Стражник стонет и уползает в траву. Этого как бы милосердного поступка с них довольно, решила Кариллон, дальнейшее непозволительно.

– Это ты натворила? – спросил Крыс в благоговейном ужасе, вздрогнув, когда часть горящего здания схлопнулась сама в себя. Языки пламени свились вокруг основания огромной колокольни, что нависала над северным фасадом четырехугольного сооружения.

Кариллон покачала головой.

– Нет, там чего-то… бабахнуло. Где Шпат?

– Сюда. – Крыс метнулся в сторону, и она понеслась за ним. На юг, по краю сада, мимо старых пустых виселиц, прочь от пожара, к судейским залам. Теперь уже никак не забрать того, за чем они явились, даже если документы, которые ждет Хейнрейл, еще существуют, а не опадают вокруг бураном белого пепла, но, может, им удастся от него отвертеться – лишь бы получилось выбраться отсюда на улицу. Только бы найти Шпата, найти эту большую, тормозную, хромую каменную глыбу и свалить.
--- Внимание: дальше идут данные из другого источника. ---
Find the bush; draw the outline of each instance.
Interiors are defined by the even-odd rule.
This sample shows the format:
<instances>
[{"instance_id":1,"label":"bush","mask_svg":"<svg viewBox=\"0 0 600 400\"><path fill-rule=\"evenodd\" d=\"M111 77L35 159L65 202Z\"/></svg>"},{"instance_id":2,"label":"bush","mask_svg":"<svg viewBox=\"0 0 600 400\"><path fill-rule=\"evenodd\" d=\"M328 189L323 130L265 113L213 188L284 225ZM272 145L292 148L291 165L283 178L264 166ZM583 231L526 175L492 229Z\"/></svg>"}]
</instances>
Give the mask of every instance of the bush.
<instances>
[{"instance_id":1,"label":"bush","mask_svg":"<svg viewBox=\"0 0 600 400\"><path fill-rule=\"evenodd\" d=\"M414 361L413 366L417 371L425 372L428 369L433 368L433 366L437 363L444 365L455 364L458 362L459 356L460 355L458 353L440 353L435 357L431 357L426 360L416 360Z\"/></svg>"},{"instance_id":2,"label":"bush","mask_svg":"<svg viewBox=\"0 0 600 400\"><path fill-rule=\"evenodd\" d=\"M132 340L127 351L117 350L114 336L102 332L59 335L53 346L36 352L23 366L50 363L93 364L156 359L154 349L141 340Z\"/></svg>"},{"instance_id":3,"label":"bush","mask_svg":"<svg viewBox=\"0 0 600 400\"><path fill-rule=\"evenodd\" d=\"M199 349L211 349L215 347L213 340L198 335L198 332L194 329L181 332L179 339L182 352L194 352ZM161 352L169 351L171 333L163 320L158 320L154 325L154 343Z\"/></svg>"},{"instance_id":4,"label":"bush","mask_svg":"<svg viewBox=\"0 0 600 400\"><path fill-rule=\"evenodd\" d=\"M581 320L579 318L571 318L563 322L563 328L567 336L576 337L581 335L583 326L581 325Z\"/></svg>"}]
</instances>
Она могла б его бросить, точно как Крыс мог бы оставить ее. Упырь в мгновение ока перемахнул бы через стену; упыри – поразительные верхолазы. Но они друзья – первые настоящие друзья, которые появились у нее за долгое время. Крыс подобрал ее на улице, после того как она оказалась в этом городе одна и на мели, и он же познакомил ее со Шпатом, а тот поделился с ней кровом для ночлега.

И Хейнрейлу ее тоже представили эти двое, но в том не было их вины – на гвердонском дне господствовало воровское Братство, в том же ключе, как промышленностью и торговлей правили картели гильдий. Если они попались, то виноват Хейнрейл. Еще одна причина его ненавидеть.

Впереди боковой вход, и если она не попутала направление, то дверь откроется неподалеку от места, где они вошли, и там-то они и отыщут Шпата.

Не успели они добежать, как дверь открылась и вышел сальник.

Пылающие глаза на бледном, восковом лице. Он стар, изношен и истончен – кое-где прямо просвечивает, и огонь внутри его сияет сквозь прорехи в груди. У него огромный топор – такой здоровый Кари не поднять, но он легко крутит им одной рукой. Он смеется, когда видит их с Крысом на фоне огня.

Они поворачиваются и бегут в разные стороны. Крыс ломится влево, взбирается на стену горящей библиотеки. Она поворачивает вправо, надеясь скрыться в темноте сада. Попробовать спрятаться за виселицей или каким-нибудь памятником – приходит мысль, но сальник быстрее, чем она может представить. Он кидается вперед одним промельком движения, и вот он перед ней. Взмывает топор, она бросается вниз, вбок, и топор шелестит совсем рядом.

Опять этот смех. Он с ней играет.

Она обнаруживает в себе отвагу. Обнаруживает, что не выбросила нож. Она вгоняет его прямо в податливую, восковую грудь сальника. Его одежда и плоть – одна и та же субстанция: тянучая и рыхлая, как теплый свечной воск, и лезвие входит без сопротивления.

Он опять только смеется, рана затягивается так же быстро, как и открылась, и нож теперь в его руке. Он переворачивает его, тычет книзу, и ее правое плечо внезапно черно и мокро от крови.

Она пока ничего не чувствует, но знает, что боль близко.

Она снова бежит, спотыкаясь, навстречу пламени. Сальник не спешит, ему туда неохота, но гонит ее, понукает ее и посмеивается. Он предлагает ей смерть на выбор – на полном ходу вбежать в огонь и сгореть, истечь кровью тут, на траве, где с жизнью расстался не один вор, или повернуться и дать ему расчленить себя ее же ножом.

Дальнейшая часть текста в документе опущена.